`Good manners' promised in NHS charter

Bottomley attempts to head off protests over mixed-sex wards. Celia Hal l reports `It is not a like it or lump it service. We will listen to what people say'

Celia Hall
Thursday 19 January 1995 00:02 GMT

Good manners and considerate behaviour from health service staff were promised yesterday by Virginia Bottomley, Secretary of State for Health, at the launch of a new Patient's Charter.

The improved charter introduces limits on waits for outpatient appointments for the first time, sets new targets on "trolley waits", and gives a commitment to patient privacy. Patients' wishes would be considered at all times, Mrs Bottomley said.

In response to protests about mixed sex wards, she said her officials were calling on NHS trusts to ensure privacy and provide separate washing and toilet facilities.

Patients would be told in advance what type of ward they will be staying on, with preferences for single sex accommodation being respected where possible, she said.

"People don't like it assumed that just because they are in a hospital they are going to be called by their Christian name," Mrs Bottomley said.

"Some people want to be called Mr or Mrs ... it is not a like it or lump it service any more. Our intention is to listen to what people say and try and get it incorporated in good practice."

She said the shorter waiting times for the first outpatient appointment, when a GP refers a patient to a consultant, would mean that nine out of 10 patients could expect to be seen within 13 weeks. This was a dramatic step forward, Mrs Bottomley said.

In a statement, the Prime Minister said: "The Patient's Charter is a vital element of the Citizen's Charter programme. It is a practical expression of the Government's commitment to improving standards in the NHS.

"Since its publication three-and-a-half years ago, the Charter has had an enormous impact on raising standards. It is used by patients and valued by staff."

New Charter standards include: n 90 per cent of first outpatient appointments to be carried out within 13 weeks and all before 26 weeks.

n Existing 18-month waiting time guarantee for hip, knee and cataract operations to be extended to all operations.

n A new one-year waiting time guarantee for coronary artery bypass grafts and associated procedures.

n A three- to four-hour national standard for "trolley waits" - admission to a ward from accident and emergency departments, reduced to two hours from April 1996.

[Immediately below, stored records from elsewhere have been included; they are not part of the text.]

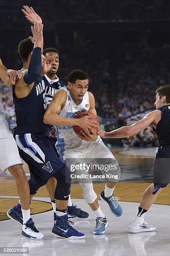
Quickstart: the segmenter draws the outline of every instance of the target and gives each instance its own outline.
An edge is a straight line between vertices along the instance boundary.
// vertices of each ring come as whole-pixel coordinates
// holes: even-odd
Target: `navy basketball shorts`
[[[153,165],[153,195],[170,183],[170,146],[160,146],[156,152]]]
[[[40,187],[54,177],[58,186],[60,182],[63,189],[67,190],[64,195],[69,195],[71,181],[66,183],[65,164],[56,155],[48,134],[15,134],[14,138],[21,157],[28,165],[32,182]]]

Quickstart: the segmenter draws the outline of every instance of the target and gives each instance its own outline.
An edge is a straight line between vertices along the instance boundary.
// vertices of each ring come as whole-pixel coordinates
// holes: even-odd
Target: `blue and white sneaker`
[[[33,240],[42,240],[44,238],[44,235],[37,228],[31,218],[22,225],[21,235]]]
[[[89,218],[88,212],[82,210],[80,208],[77,208],[77,205],[68,206],[68,213],[70,217],[77,217],[80,220],[87,220]]]
[[[19,222],[21,224],[23,224],[23,218],[22,211],[18,210],[16,208],[16,206],[12,207],[11,209],[10,209],[7,212],[7,216],[14,220],[16,220],[18,222]]]
[[[56,218],[56,214],[54,212],[54,225],[55,223],[55,219]]]
[[[105,197],[104,190],[102,191],[99,195],[102,201],[108,204],[109,206],[110,212],[116,217],[122,216],[123,211],[120,205],[118,203],[118,200],[120,197],[114,197],[112,195],[110,197],[107,198]]]
[[[74,223],[68,220],[68,215],[61,217],[56,216],[55,223],[52,230],[52,233],[60,238],[66,239],[81,239],[85,238],[85,235],[73,228],[70,224]]]
[[[96,225],[93,233],[94,235],[103,235],[105,232],[105,228],[108,226],[108,222],[106,217],[97,217],[96,219]]]

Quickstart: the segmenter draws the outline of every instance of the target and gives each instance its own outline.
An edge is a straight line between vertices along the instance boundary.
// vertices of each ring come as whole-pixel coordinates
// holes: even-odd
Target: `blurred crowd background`
[[[19,69],[18,45],[31,35],[21,9],[32,6],[44,24],[44,48],[60,52],[58,75],[67,85],[74,69],[86,72],[101,127],[130,125],[154,109],[155,90],[170,83],[170,1],[168,0],[52,0],[15,3],[0,0],[0,58]],[[0,81],[4,112],[13,127],[11,89]],[[155,146],[151,128],[109,147]]]

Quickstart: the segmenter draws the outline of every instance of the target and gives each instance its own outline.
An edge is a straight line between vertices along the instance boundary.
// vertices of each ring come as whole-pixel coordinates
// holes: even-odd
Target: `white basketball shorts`
[[[0,169],[5,172],[17,164],[22,164],[10,125],[0,112]]]

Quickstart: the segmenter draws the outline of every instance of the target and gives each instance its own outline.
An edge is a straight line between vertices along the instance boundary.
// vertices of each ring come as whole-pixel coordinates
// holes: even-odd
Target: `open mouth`
[[[57,69],[55,67],[52,67],[51,69],[51,70],[52,70],[52,71],[54,71],[55,72],[56,71],[57,71]]]
[[[84,94],[83,95],[80,94],[79,95],[78,95],[78,97],[79,99],[82,99],[82,98],[83,97],[83,96],[84,96]]]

n A new standard on hospital food so that patients' dietary needs and preferences are respected and a choice of dishes provided.

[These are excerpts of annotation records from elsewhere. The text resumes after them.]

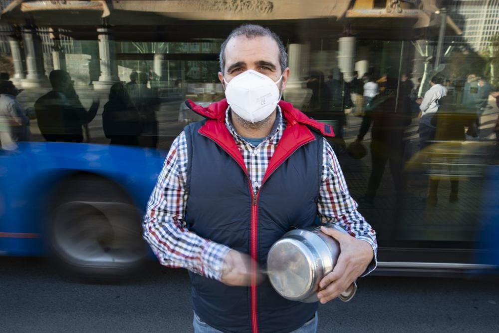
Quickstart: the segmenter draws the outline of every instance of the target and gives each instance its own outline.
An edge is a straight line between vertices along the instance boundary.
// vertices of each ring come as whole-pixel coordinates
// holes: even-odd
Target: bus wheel
[[[139,267],[147,253],[141,214],[119,185],[79,175],[60,184],[51,207],[50,244],[66,268],[80,277],[107,280]]]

n A new standard specifying that patients receiving home visits from community nurses must be asked about convenient times and the visit should take place within two hours of that time.

The Labour MP Andrew Mackinlay, however, said that telling patients in advance whether they were to be placed in a mixed sex ward was "simply not good enough".

He added: "This is a most insensitive measure. Patients will be faced with the awful dilemma of postponing treatment, often in pain and anxiety, or suffer the embarrassment and obvious difficulties of mixed-sex wards.

"The creeping introduction of mixed sex wards in hospitals is a further feature of the Tories' squeeze on the NHS budget."

Philip Hunt, director of the National Association of Health Authorities and Trusts, said: "Achieving this standard and responding to the need for 90 per cent of all patients to be seen in 13 weeks will be a tough challenge.''

Rodney Walker, chairman of the NHS Trust Federation, said: "Trusts will do their best to achieve these standards within the resources available to them, just as they have been doing with existing standards.

"However, since these standards only cover part of the services trusts provide, we must ensure that the Charter does not distract from wider service priorities."